5 Look unto the heavens, and see; and behold the clouds which are higher than thou.

The glory of heaven and earth would only mock us, so to speak, if we had no hope, and were without God in the world.

What is the glorious sunshine to men cast away in an open boat at sea without food and water? It is an aggravation of their miseries.

So might men say,

"Of what good to us is this stupendousness of power and wisdom? What interest can we take in the beauty and the glory and the magnitude of the universe? Why ask us to rejoice in the shining host of heaven? We are wretched. The human race is debased. Nine hundred and ninety-nine in a thousand are in poverty-poverty of pocket, poverty of mind, poverty of nature. Unscrupulous cleverness lords it over the interests of mankind. Iniquity is established. All are dying. Life is a troubled dream. Vanity and vexation of spirit is written over all."

Things are bad, but it is for a reason, and a good state of things will come.

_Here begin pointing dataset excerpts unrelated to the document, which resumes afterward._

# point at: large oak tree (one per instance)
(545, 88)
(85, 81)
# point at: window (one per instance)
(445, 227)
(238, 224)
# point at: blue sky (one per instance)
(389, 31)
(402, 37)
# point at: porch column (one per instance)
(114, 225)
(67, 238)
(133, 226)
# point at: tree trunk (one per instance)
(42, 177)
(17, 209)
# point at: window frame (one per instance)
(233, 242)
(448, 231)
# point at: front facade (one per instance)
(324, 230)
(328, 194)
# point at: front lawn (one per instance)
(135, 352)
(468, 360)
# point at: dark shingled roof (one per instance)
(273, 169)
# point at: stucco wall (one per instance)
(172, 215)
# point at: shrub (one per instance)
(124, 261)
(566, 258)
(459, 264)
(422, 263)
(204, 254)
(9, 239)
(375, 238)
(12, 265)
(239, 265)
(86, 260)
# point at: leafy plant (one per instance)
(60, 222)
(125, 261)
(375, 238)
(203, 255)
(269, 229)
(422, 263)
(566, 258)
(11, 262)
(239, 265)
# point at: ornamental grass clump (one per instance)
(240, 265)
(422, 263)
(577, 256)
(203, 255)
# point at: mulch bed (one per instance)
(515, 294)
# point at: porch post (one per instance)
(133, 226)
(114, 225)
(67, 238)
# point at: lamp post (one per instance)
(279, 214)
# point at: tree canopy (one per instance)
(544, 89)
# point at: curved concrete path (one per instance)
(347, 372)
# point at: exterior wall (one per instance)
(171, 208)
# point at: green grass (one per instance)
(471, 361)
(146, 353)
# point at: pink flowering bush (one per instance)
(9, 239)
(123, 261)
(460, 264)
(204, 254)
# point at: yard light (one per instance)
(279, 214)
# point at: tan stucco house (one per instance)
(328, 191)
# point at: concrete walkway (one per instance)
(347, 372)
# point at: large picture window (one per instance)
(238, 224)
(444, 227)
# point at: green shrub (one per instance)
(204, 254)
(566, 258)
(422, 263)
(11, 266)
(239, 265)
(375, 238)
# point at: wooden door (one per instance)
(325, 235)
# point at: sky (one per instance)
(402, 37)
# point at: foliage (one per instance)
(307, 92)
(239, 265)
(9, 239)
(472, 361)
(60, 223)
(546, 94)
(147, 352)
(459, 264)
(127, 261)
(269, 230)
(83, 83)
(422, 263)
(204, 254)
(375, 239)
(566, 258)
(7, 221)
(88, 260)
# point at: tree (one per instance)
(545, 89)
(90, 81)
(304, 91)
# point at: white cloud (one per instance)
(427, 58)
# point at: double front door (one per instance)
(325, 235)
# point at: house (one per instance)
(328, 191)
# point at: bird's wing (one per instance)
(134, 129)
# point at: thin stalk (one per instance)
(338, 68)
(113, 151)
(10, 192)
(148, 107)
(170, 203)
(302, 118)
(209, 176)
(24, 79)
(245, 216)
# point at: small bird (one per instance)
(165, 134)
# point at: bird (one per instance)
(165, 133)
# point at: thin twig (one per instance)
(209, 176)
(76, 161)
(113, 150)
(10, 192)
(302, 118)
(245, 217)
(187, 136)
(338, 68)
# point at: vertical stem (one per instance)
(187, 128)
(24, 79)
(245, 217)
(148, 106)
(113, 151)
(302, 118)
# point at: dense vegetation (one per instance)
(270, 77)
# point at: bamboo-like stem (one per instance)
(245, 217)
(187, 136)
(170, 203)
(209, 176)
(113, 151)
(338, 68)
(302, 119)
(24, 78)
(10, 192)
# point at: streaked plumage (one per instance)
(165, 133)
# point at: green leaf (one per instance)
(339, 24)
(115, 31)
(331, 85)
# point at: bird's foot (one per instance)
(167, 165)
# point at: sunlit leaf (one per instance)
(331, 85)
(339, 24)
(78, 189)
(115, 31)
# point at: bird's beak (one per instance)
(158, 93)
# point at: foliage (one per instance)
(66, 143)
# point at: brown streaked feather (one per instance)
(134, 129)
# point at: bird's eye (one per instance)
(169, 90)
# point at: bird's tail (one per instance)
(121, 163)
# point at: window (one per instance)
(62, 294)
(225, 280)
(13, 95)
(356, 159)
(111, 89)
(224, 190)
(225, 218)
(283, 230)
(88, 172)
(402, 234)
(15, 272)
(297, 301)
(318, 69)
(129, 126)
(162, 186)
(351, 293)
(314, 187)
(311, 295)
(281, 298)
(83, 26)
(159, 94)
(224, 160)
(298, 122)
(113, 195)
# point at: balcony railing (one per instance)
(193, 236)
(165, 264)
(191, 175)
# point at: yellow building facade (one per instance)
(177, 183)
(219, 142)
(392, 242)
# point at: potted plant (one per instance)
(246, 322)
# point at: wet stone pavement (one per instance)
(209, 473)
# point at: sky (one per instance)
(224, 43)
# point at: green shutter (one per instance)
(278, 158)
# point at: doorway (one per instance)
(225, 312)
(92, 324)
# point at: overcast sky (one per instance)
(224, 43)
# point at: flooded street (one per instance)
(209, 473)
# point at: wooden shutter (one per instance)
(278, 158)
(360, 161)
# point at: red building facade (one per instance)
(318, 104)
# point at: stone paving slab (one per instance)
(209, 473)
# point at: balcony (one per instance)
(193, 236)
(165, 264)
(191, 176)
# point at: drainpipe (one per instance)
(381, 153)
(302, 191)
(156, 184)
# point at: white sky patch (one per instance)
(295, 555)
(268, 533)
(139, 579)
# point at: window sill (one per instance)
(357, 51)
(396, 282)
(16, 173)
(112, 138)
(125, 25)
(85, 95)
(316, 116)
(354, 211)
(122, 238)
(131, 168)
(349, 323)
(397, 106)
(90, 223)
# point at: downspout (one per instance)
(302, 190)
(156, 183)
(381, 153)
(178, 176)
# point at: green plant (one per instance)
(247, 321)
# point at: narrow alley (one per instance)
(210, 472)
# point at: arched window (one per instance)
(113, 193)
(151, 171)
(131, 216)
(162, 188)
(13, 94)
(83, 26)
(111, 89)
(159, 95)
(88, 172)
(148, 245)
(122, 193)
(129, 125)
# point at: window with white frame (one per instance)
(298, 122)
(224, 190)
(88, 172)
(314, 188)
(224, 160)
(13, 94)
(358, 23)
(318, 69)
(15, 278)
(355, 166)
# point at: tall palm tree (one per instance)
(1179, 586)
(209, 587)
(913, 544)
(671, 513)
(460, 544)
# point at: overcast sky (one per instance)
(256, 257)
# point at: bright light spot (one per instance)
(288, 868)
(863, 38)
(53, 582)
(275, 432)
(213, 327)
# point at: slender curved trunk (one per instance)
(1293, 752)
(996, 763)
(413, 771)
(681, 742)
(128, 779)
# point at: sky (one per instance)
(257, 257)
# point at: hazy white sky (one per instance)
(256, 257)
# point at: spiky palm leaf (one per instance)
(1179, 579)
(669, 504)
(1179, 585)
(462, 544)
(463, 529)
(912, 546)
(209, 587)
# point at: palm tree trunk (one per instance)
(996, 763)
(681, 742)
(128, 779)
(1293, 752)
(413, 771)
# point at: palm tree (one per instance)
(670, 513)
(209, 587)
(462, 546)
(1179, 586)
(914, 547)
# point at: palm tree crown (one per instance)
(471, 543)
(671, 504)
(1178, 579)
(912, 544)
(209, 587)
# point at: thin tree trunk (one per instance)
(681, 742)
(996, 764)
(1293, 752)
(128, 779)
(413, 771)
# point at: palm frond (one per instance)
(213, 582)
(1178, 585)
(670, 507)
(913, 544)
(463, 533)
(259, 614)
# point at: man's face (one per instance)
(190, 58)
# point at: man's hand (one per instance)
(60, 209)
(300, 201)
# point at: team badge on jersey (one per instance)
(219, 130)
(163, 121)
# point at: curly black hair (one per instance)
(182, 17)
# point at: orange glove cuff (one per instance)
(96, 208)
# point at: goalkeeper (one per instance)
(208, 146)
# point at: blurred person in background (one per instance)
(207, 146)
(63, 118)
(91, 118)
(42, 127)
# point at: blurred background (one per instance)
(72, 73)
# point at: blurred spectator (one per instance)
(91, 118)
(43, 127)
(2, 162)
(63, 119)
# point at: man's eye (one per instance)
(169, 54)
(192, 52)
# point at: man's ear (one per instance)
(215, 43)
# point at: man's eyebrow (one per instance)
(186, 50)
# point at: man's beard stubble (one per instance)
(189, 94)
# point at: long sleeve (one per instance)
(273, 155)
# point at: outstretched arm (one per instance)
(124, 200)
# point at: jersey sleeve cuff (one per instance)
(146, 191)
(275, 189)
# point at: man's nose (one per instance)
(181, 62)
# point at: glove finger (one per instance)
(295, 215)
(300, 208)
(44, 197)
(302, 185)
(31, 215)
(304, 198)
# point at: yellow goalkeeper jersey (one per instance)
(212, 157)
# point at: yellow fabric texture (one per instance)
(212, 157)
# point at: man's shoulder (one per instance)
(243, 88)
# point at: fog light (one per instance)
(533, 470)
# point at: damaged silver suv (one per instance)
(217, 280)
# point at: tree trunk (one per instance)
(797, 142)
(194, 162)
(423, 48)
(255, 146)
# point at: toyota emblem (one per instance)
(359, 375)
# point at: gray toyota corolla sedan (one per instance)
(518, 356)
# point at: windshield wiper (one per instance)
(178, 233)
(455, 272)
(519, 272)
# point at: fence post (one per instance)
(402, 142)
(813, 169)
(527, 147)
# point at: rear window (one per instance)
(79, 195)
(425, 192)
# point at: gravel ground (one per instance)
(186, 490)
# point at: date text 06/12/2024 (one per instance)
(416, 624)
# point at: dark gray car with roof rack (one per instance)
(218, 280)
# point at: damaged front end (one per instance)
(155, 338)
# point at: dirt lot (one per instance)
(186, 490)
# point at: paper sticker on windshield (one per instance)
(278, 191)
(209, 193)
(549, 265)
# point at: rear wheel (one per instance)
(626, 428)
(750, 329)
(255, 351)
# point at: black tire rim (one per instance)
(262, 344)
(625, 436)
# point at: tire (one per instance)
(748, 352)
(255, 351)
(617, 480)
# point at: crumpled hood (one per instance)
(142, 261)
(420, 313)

..."Yet a little while, and the wicked shall not be: yea, thou shalt diligently consider his place, and it shall not be. But the meek shall inherit the earth; and shall delight themselves in the abundance of peace" (Psa. 37:10).

...Let us rise to this wide range of vision. Let us reject the impressions which a too close confinement in the lines and channels of our petty life is apt to make on our minds. Let us not make the mistake of judging the ages by our few and evil days.

This is the mistake that is made by men around us. They argue that because they find things in a certain way, things will never be different. It is as if a schoolboy were to conclude he would never be done with school.

Or transfer the illustration to some of those animalculae that naturalists tell us come into existence and die with every breath. In a train going through a railway tunnel, many would be born and die during the passage. Suppose they could think; judging by their own experience, they would imagine the world was all darkness and noise. They would have no knowledge of the smiling country and the glorious sunlight at the other end of the tunnel.

They would not be aware the tunnel had any end. That is how it is with the poor mortals who set up their experience of the present darkness and confusion as the measure of our hopes. Because they live and die in darkness, they think we shall always be in the tunnel; they have no knowledge of the appointed exit into the light, and the arrival at the glorious terminus, where the train will stop and the passengers will get out for a settlement in safety and comfort and peace.

The truth emancipates us from the depressing company of such thoughts. It brings to us the joyful news of an age of light and strength and righteousness and joy, which shall dawn when the present night shall have passed away. It exhibits to us a destiny beyond every human aspiration in its height, and transcending our highest conceptions in its glory. It holds before us a prize that beggars all ordinary appeals to human motive and human exertion-a prize that combines, in an ineffable form, all the conditions of well-being that man has ever experienced or that the heart has ever conceived.

This whole coming glory is, meanwhile, in the absolute prerogative of that wonderful man-the marvel of history - THE LIGHT OF THE WORLD - God manifest in the flesh - Jesus crucified and now exalted, in whom abides all the fulness of the Godhead bodily. What shall we say, then, but that Paul was a wise man, whose company we shall try to keep, when he said:

"I count all things but loss, for the excellency of the knowledge of Christ Jesus, my Lord: for whom I have suffered the loss of all things, and do count them but dung, that I may win Christ, and be found in him."